Lady Gaga has launched her tour, ArtRave: The Artpop Ball, and Clay Paky’s A.leda B-EYE K20 innovative, LED-based moving lights and Clay Paky Sharpys are along for the wild ride.

ArtRave marks Lady Gaga’s fourth concert tour. It is in support of her third studio album, “Artpop” and kicked off May 4 in Fort Lauderdale. It will play 78 dates in North America, Europe, Oceania and Asia.

PRG has provided 120 B-EYEs for the tour as well as a large complement of Clay Paky Sharpys. Lighting control is performed with three full-size grandMA2s and 10 NPUs.

“Production and lighting designer Roy Bennett’s approach to the show was to make it an immersive rave that reflected Gaga’s non-stop party aesthetic,” says programmer Jason Baeri. “That means active, alive, vibrant and high energy — it requires us to be just as active on stage as in the crowd. The audience is every bit as much a set piece as they are a room of spectators, so we had to include them as part of Gaga’s same party not just watching the spectacle from afar. Cue wise, that’s almost like programming two shows at once: Both had to behave as one cohesive element.”

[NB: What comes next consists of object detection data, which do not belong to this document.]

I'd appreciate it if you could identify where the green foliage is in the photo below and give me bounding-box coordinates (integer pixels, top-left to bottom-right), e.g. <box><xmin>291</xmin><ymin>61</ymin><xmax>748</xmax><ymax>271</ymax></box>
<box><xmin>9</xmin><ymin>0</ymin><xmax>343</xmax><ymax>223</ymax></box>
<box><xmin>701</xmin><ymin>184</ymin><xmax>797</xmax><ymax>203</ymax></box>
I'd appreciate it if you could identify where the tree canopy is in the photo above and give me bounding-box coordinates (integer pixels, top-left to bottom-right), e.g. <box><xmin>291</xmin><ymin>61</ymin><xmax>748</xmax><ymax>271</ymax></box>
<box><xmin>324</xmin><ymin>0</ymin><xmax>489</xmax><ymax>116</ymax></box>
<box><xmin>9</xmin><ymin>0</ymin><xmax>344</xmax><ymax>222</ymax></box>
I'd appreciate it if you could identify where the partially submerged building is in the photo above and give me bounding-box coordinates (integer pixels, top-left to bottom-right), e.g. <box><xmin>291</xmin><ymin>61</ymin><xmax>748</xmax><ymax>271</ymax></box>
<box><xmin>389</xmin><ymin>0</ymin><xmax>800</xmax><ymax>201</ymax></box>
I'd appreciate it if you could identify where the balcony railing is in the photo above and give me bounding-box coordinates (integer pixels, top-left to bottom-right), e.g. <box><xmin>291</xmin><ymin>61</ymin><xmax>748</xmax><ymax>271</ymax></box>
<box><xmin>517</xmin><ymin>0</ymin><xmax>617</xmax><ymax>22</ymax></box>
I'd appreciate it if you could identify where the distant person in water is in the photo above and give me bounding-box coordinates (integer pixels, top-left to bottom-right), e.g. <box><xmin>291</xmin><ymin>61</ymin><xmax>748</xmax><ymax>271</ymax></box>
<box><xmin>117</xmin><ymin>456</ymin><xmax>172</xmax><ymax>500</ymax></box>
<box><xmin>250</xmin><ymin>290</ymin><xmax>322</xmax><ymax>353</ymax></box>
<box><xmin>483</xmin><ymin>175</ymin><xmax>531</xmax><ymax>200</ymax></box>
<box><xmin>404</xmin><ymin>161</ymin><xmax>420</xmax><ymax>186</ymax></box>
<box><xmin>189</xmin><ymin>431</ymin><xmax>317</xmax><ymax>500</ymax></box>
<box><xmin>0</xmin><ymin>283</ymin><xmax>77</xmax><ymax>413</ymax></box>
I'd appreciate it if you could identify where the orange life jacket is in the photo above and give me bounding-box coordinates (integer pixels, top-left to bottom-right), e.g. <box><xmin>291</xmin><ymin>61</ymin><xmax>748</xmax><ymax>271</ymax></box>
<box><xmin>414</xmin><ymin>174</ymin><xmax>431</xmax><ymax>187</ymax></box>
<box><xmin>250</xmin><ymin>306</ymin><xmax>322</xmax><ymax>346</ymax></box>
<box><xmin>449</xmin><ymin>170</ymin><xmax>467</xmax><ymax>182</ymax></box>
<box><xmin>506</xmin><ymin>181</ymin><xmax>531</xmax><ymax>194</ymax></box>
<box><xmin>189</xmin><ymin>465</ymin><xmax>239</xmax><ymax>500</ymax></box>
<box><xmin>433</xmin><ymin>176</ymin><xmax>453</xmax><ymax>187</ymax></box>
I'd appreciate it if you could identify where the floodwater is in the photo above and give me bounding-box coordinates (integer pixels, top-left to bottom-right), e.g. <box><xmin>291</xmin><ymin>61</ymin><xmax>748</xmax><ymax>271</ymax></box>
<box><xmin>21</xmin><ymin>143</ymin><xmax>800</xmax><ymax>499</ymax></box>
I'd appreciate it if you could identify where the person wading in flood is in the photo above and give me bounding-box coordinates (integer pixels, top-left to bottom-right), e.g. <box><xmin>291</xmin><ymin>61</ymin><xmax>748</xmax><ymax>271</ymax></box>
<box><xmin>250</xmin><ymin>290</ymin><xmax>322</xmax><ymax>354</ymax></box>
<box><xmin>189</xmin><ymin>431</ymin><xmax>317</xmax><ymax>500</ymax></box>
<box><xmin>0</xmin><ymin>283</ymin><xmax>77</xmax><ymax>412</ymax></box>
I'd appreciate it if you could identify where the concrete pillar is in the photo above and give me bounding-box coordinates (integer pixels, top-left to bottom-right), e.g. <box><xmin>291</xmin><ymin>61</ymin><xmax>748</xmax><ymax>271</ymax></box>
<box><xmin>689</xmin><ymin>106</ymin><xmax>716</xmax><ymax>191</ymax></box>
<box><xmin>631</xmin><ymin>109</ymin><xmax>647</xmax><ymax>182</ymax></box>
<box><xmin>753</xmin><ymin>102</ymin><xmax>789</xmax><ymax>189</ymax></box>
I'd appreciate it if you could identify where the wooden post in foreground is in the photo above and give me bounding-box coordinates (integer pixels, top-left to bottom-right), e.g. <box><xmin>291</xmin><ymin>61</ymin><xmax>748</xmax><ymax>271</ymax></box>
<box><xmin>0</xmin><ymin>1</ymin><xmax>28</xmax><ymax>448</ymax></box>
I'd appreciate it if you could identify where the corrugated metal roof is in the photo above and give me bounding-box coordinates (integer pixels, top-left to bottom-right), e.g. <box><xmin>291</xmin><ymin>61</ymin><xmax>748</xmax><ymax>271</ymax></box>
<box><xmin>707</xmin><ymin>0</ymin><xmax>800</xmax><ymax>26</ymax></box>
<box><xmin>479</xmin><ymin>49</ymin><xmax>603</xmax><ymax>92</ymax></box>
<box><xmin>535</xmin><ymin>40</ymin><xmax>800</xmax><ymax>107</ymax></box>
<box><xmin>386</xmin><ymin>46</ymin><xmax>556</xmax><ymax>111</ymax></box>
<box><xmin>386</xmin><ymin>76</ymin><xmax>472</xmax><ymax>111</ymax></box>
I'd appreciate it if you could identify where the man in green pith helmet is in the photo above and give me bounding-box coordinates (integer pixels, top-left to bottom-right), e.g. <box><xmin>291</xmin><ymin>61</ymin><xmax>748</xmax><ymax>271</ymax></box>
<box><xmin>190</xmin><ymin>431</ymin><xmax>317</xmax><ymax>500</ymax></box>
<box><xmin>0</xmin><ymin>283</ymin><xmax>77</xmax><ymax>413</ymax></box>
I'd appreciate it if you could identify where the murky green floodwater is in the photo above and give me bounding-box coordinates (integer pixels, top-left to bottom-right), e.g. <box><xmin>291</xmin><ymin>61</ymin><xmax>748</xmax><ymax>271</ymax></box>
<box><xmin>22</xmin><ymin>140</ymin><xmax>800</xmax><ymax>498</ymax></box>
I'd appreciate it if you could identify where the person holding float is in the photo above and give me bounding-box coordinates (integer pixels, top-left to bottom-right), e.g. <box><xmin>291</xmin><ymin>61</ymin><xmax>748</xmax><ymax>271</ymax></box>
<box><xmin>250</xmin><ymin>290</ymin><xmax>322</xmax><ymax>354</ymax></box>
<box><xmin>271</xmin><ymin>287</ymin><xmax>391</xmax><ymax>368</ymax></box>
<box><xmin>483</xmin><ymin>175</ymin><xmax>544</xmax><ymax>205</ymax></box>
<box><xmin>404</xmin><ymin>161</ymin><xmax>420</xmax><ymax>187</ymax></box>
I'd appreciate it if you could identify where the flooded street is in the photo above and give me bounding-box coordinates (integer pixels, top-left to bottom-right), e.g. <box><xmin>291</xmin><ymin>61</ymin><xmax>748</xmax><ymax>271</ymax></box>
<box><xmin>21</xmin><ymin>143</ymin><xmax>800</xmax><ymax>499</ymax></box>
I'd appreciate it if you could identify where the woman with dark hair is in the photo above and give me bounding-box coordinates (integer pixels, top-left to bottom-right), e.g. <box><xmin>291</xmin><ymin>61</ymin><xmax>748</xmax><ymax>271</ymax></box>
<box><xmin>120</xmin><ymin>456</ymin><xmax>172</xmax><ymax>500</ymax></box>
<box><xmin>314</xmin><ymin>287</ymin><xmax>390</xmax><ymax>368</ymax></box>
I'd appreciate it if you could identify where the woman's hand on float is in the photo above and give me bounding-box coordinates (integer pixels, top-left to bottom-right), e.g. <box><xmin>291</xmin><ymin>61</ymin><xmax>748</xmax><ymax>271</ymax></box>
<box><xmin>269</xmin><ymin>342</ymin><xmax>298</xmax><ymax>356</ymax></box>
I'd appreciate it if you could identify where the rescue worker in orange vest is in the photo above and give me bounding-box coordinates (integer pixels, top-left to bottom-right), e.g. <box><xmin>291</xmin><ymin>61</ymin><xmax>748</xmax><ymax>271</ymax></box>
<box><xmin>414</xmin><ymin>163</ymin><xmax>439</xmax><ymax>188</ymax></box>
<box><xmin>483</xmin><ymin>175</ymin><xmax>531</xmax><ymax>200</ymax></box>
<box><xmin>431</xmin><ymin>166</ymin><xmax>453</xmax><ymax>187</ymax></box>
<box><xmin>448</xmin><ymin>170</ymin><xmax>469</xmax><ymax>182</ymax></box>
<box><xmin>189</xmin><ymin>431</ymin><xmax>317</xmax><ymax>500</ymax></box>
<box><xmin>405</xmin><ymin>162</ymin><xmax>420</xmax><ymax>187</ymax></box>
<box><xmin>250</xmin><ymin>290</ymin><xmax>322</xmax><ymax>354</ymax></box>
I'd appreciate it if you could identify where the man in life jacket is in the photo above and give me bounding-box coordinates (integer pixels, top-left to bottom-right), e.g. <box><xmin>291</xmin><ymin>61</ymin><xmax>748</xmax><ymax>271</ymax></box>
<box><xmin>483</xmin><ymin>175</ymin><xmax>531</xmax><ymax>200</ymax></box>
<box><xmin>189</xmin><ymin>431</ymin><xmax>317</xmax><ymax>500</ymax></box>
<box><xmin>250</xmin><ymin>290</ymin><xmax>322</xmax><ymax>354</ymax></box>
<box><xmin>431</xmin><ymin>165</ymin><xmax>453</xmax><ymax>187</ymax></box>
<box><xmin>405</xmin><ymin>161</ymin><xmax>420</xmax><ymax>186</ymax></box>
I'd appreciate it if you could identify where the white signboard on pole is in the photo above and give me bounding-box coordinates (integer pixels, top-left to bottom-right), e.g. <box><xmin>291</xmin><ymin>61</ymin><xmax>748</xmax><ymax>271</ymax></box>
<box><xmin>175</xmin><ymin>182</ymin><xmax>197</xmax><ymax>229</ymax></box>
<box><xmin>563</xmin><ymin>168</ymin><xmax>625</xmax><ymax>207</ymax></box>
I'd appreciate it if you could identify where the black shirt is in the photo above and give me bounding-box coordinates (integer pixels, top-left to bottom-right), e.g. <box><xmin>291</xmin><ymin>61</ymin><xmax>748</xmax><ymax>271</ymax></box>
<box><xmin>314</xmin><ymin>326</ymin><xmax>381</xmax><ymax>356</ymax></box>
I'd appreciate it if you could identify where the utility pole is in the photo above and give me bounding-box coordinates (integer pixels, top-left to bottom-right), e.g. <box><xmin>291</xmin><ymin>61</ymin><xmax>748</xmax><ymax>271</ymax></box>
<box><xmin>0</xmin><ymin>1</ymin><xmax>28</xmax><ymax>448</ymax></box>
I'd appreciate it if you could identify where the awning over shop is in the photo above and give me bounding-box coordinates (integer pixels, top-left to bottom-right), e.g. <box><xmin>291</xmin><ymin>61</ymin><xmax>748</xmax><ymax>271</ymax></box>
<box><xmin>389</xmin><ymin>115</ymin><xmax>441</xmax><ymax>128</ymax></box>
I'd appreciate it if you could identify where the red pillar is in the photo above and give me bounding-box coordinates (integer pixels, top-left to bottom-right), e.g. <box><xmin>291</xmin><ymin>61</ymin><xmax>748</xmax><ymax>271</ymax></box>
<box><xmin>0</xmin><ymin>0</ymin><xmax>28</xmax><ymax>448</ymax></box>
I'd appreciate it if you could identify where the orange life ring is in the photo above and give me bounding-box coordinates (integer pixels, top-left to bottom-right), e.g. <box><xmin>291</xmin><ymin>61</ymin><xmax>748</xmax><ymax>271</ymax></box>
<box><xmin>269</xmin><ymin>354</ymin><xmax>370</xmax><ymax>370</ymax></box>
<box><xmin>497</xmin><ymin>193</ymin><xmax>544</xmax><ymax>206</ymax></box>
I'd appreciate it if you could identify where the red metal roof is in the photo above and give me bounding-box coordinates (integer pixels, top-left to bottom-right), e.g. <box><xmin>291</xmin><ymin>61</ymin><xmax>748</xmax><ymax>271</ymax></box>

Bennett describes the set as three stages connected by Lucite catwalks over the audience so the crowd can dance while watching Gaga perform above them. “It’s very interactive. She plays off the audience with her dancing and a big rave vibe,” he says. Bennett had previously used B-EYEs for Lady Gaga’s gig at the Roseland Ballroom. On this tour they are mounted above the upstage video wall, which measures 3×40 feet. “They mainly act as eye candy,” he explains. “They’re working great; they’ve been very reliable.”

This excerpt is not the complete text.